I spent half of dinner last night being complained to by one of our
hardware engineers about Linux's lack of support for the flags argument
to fchmodat(). This all came about because of a FUSE filesystem
implementation, and while there are some application-specific
workarounds for the issue it seemed to me like the cleanest bet was to
just go add another fchmodat() that supports flags to the kernel.

The actual implementation is super simple: essentially it's just
the same as fchmodat(), but LOOKUP_FOLLOW is conditionally set based on
the flags. I've attempted to make this match "man 2 fchmodat" as
closely as possible, which says EINVAL is returned for invalid flags (as
opposed to ENOTSUPP, which is currently returned by glibc for
AT_SYMLINK_NOFOLLOW).

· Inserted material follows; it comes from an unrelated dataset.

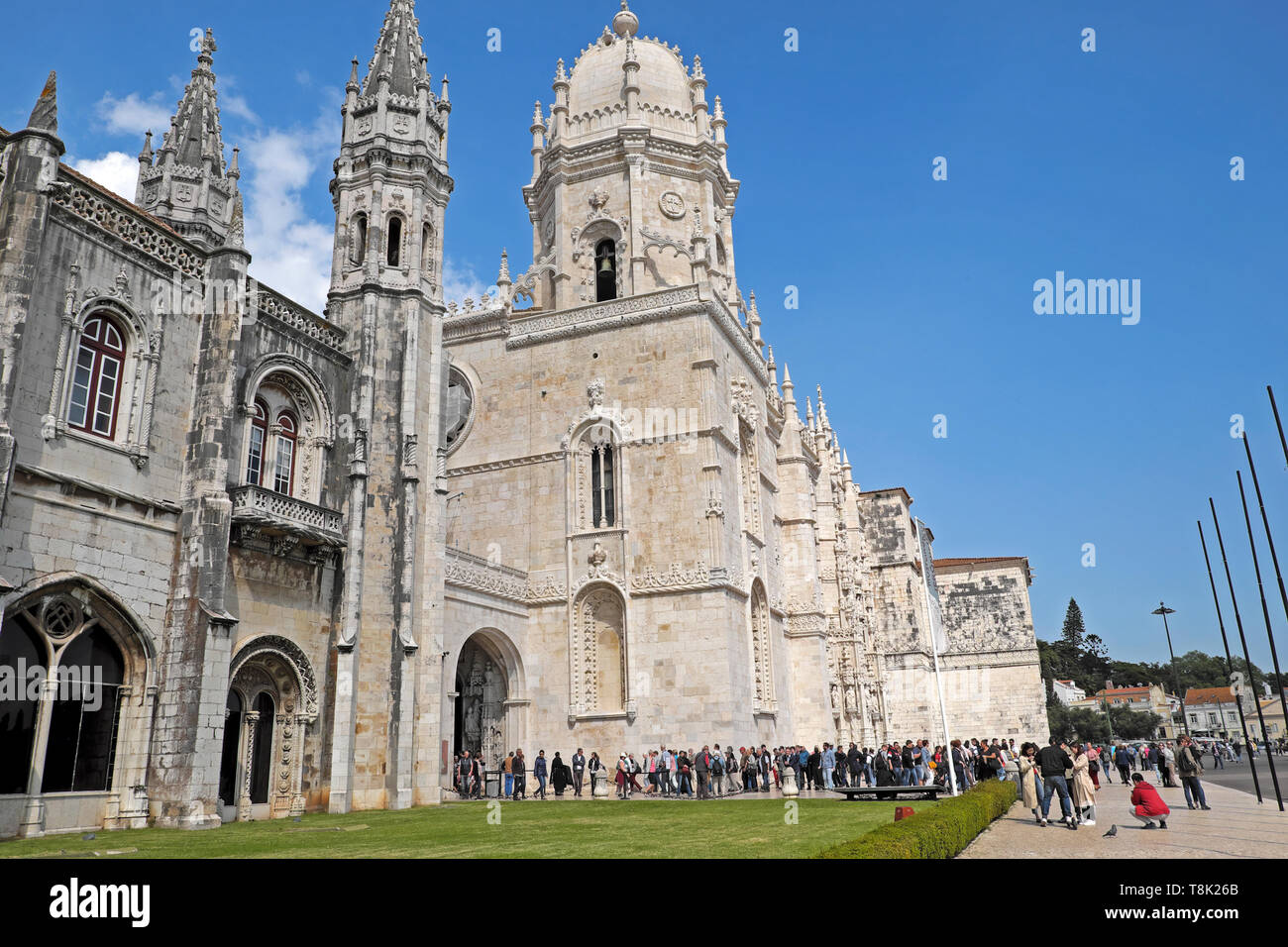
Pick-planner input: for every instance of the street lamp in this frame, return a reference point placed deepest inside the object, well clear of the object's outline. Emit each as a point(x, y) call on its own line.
point(1176, 681)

I have a sketch of a glibc patch that I haven't
even compiled yet, but seems fairly straight-forward:

diff --git a/sysdeps/unix/sysv/linux/fchmodat.c b/sysdeps/unix/sysv/linux/fchmodat.c
index 6d9cbc1ce9e0..b1beab76d56c 100644
--- a/sysdeps/unix/sysv/linux/fchmodat.c
+++ b/sysdeps/unix/sysv/linux/fchmodat.c
@@ -29,12 +29,36 @@
int
fchmodat (int fd, const char *file, mode_t mode, int flag)
{
- if (flag & ~AT_SYMLINK_NOFOLLOW)
- return INLINE_SYSCALL_ERROR_RETURN_VALUE (EINVAL);
-#ifndef __NR_lchmod /* Linux so far has no lchmod syscall. */
+ /* There are four paths through this code:
+ - The flags are zero. In this case it's fine to call fchmodat.
+ - The flags are non-zero and glibc doesn't have access to
+ __NR_fchmodat4. In this case all we can do is emulate the error codes
+ defined by the glibc interface from userspace.
+ - The flags are non-zero, glibc has __NR_fchmodat4, and the kernel has
+ fchmodat4. This is the simplest case, as the fchmodat4 syscall exactly
+ matches glibc's library interface so it can be called directly.
+ - The flags are non-zero, glibc has __NR_fchmodat4, but the kernel does
+ not. In this case we must respect the error codes defined by the glibc
+ interface instead of returning ENOSYS.
+ The intent here is to ensure that the kernel is called at most once per
+ library call, and that the error types defined by glibc are always
+ respected. */
+
+#ifdef __NR_fchmodat4
+ long result;
+#endif
+
+ if (flag == 0)
+ return INLINE_SYSCALL (fchmodat, 3, fd, file, mode);
+
+#ifdef __NR_fchmodat4
+ result = INLINE_SYSCALL (fchmodat4, 4, fd, file, mode, flag);
+ if (result == 0 || errno != ENOSYS)
+ return result;
+#endif
+
if (flag & AT_SYMLINK_NOFOLLOW)
return INLINE_SYSCALL_ERROR_RETURN_VALUE (ENOTSUP);
-#endif

- return INLINE_SYSCALL (fchmodat, 3, fd, file, mode);
+ return INLINE_SYSCALL_ERROR_RETURN_VALUE (EINVAL);
}

I've never added a new syscall before so I'm not really sure what the
proper procedure to follow is. I'm assuming any new syscall will
involve fairly significant discussion, so I've just done the minimum of
an implementation for this patch set. Specifically, I've:

* Defined a new syscall that looks like fchmodat but includes a flag
argument, which I'm calling fchmodat4 because it has 4 arguments. I
don't know if that's the correct naming convention, and don't really
have any skin in that game.
* Implemented that syscall by extending the fchmod code to handle flags,
which is pretty straight-forward. I think it's sane, but given that
it's so simple I'm not sure if I'm missing something -- specifically,
I didn't go check to make sure the semantics of AT_SYMLINK_NOFOLLOW
match !LOOKUP_FOLLOW. I'm assuming the do, but sometimes when I look
at something and say "that's so simple, how is it broken" I'm actually
just missing something entirely.
* Added an asm-generic syscall number for this, which I assume I'm
supposed to do this first as it looks like we're trying to keep the
numbers in sync everywhere.
* Added x86 syscalls for this so I could test it.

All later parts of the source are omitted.